DCNS : Brest et Lorient impliqués dans les énergies des mers
# Industrie

DCNS : Brest et Lorient impliqués dans les énergies des mers

DCNS a consacré 1 M€ à la R& D sur les énergies marines en 2008. Avec la Réunion, il s'engage sur un programme important d'énergie thermique des mers.

C'est un marché d'avenir sur lequel se positionne tout doucement DCNS. L'un des projets actuels porte sur un travail de R &D avec la Réunion qui fait travailler une quinzaine de collaborateurs en Bretagne. Il concerne la création d'une plateforme d'énergie thermique des mers, sous la forme d'un démonstrateur à partir de 2012, puis de fermes ETM à plus long terme, si le potentiel est confirmé.
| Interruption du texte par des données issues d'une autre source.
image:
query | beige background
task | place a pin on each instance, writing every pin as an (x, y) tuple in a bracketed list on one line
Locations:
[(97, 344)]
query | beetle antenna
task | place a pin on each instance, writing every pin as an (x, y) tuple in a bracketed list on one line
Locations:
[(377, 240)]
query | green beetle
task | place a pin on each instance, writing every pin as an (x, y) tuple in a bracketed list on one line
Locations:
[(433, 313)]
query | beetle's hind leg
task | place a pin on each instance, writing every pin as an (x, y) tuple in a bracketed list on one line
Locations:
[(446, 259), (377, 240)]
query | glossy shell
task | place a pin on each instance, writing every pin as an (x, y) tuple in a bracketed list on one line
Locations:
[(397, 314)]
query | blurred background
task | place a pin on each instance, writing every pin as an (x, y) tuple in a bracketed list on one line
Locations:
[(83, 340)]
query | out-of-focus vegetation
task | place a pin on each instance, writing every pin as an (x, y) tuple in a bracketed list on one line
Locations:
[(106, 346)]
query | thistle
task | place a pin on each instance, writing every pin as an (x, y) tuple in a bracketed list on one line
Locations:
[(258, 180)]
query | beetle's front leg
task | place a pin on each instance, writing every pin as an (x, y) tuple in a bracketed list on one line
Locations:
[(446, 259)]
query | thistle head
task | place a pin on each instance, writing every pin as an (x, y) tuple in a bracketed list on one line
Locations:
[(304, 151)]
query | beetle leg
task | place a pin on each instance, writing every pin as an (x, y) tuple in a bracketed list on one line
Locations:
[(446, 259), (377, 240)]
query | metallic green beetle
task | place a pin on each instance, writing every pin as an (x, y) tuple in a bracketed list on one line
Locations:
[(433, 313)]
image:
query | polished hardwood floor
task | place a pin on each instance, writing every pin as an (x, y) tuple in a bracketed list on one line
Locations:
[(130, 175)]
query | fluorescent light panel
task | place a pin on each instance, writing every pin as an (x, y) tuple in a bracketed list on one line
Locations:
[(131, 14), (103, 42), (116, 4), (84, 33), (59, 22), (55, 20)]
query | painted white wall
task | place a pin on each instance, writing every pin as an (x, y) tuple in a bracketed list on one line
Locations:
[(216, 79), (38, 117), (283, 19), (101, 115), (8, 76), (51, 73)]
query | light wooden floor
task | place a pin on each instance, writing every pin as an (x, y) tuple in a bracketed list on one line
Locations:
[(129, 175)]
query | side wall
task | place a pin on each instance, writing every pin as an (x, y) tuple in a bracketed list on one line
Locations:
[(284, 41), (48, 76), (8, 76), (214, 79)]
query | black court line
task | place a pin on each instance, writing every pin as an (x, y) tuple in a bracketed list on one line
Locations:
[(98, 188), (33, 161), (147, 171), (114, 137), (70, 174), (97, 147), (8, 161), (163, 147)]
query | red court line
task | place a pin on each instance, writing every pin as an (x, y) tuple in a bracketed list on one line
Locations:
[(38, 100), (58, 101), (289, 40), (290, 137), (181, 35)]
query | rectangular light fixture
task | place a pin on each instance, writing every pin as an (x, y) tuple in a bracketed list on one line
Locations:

Le 7avril, une convention de R& D d'un montant d'un million d'euros était signée entre la région Réunion (600k€) et DCNS (400 k€). Elle vise à déterminer la viabilité du modèle économique d'un ETM de grosse puissance et la possibilité de réalisation du démonstrateur. Les premiers résultats sont attendus début juillet. La Réunion vise une totale indépendance énergétique à l'horizon 2025. L'énergie thermique des mers, qui pourrait remplacer de la production de charbon, semble adaptée à la profondeur rapide des rives réunionnaises. Car des câbles sous-marins onéreux pourraient faire vaciller l'équilibre économique d'une plateforme ETM. «Dès que l'on a de l'eau froide au fond de la mer et de l'eau chaude en surface, ça fonctionne. Mais le gradient doit être très fort, au minimum 20 degrés. On le trouve sur la ceinture tropicale», explique Daniel Bathany, chef de projet ETM chez DCNS. Le système marche via un évaporateur, une turbine et un condensateur, un peu comme un «réfrigérateur branché à l'envers». L'énergie thermique des mers, totalement renouvelable, est disponible 24heures sur 24.




Hydroliennes : rattraper le retard face aux Anglais

Depuis l'entrée de Thales au capital en 2007 (25%), DCNS a modifié son objet social et veut se développer en dehors du naval militaire tout en valorisant ses compétences. «DCNS a fait des énergies marines renouvelables un de ses axes de développement», explique Frédéric Le Lidec, de la direction de la stratégie et du développement. Le groupe français veut participer à l'émergence d'une filière industrielle en se positionnant sur la conception et la fabrication de parcs marins ou de fermes. DCNS a consacré 1 M€ de R &D autofinancée à ces sujets en 2008. Elle s'investit par ailleurs dans Winflo, projet d'éoliennes flottantes avec l'entreprise lorientaise Nass and Wind et sur des projets d'hydroliennes. «On évalue les technologies et on regarde comment l'on peut rattraper notre retard par rapport aux anglais», conclut Frédéric Le Lidec.